Além de ser mais rápido, de acordo com Hasani, as suas mais recentes redes são também incomuns estáveis, o que significa que o sistema pode lidar com enormes entradas sem sair do controle. "A principal contribuição aqui é que a estabilidade e outras propriedades boas são incorporadas a esses sistemas pela própria estrutura", disse Sriram Sankaranarayanan, cientista de computação na Universidade do Colorado, Boulder. As redes líquidas parecem operar em o que ele chamou de "ponto ideal: são suficientemente complexas para permitir coisas interessantes acontecerem, mas não tão complexas a ponto de levar a comportamento caótico".
No momento, o grupo do MIT está testando sua rede mais recente em um drone autônomo aéreo. Embora o drone tenha sido treinado para navegar em uma floresta, eles o transferiram para o ambiente urbano de Cambridge para ver como ele lida com condições novas. Lechner chamou os resultados preliminares de encorajadores.
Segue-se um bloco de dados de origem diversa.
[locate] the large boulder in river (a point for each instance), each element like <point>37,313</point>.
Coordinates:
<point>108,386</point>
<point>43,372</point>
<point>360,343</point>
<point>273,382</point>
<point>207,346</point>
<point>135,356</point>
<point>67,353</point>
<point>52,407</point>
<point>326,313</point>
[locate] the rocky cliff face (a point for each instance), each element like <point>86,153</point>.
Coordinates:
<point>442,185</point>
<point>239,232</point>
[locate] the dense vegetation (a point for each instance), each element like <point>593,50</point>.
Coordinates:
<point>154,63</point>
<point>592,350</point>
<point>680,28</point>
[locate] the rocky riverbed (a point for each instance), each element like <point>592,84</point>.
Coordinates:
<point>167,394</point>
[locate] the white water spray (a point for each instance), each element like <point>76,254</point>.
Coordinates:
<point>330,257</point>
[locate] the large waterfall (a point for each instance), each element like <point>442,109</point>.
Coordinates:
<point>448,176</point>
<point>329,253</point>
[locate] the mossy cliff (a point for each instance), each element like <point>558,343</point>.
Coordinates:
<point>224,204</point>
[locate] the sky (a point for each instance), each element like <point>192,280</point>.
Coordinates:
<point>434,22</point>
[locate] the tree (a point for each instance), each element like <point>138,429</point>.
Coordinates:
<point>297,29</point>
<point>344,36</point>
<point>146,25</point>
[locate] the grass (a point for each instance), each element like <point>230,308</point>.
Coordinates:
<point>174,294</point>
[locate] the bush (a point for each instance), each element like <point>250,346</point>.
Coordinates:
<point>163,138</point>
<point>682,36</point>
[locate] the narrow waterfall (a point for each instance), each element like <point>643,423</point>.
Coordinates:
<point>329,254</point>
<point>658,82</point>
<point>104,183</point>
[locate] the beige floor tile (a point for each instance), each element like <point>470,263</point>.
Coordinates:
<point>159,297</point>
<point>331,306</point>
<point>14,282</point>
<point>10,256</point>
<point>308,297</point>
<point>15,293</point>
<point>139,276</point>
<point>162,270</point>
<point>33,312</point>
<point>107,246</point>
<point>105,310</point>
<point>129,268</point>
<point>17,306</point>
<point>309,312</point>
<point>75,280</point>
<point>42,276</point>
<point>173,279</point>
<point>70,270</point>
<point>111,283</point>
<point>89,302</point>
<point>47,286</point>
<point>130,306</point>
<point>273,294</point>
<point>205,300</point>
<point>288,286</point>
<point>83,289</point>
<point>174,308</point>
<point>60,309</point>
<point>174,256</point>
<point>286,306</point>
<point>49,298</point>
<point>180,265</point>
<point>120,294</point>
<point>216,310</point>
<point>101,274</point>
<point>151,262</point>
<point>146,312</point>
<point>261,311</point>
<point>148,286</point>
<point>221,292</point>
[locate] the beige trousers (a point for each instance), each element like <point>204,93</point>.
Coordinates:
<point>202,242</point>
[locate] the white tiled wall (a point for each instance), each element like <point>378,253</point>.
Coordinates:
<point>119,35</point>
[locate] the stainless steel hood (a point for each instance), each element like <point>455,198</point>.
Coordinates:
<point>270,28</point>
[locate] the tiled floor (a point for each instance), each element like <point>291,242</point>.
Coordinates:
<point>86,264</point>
Além de aperfeiçoar o modelo atual, a equipe também está trabalhando para melhorar a arquitetura de sua rede. O próximo passo, de acordo com Lechner, "é descobrir quantos, ou quantos poucos, neurônios realmente precisamos para realizar uma tarefa dada". O grupo também deseja elaborar uma forma ótima de conectar neurônios. Atualmente, todo neurônio está ligado a todos os outros neurônios, mas isso não é como funciona em C. elegans, onde as conexões sinápticas são mais seletivas. Através de mais estudos do sistema de conexão da minhoca redonda, eles esperam determinar quais neurônios em seu sistema devem ser acoplados.
Além de aplicações como direção autônoma e voo, as redes líquidas parecem bem adequadas para a análise de redes elétricas, transações financeiras, tempo e outros fenômenos que flutuam ao longo do tempo. Além disso, de acordo com Hasani, a versão mais recente de redes líquidas pode ser usada "para realizar simulações de atividade cerebral em uma escala anteriormente impossível".
Mitra está particularmente interessado nesta possibilidade. "De certa forma, é um pouco poético, mostrando que esta pesquisa pode estar vindo em círculo completo", disse ele. "As redes neurais estão se desenvolvendo ao ponto de que as próprias ideias que extraímos da natureza logo poderão nos ajudar a entender melhor a natureza".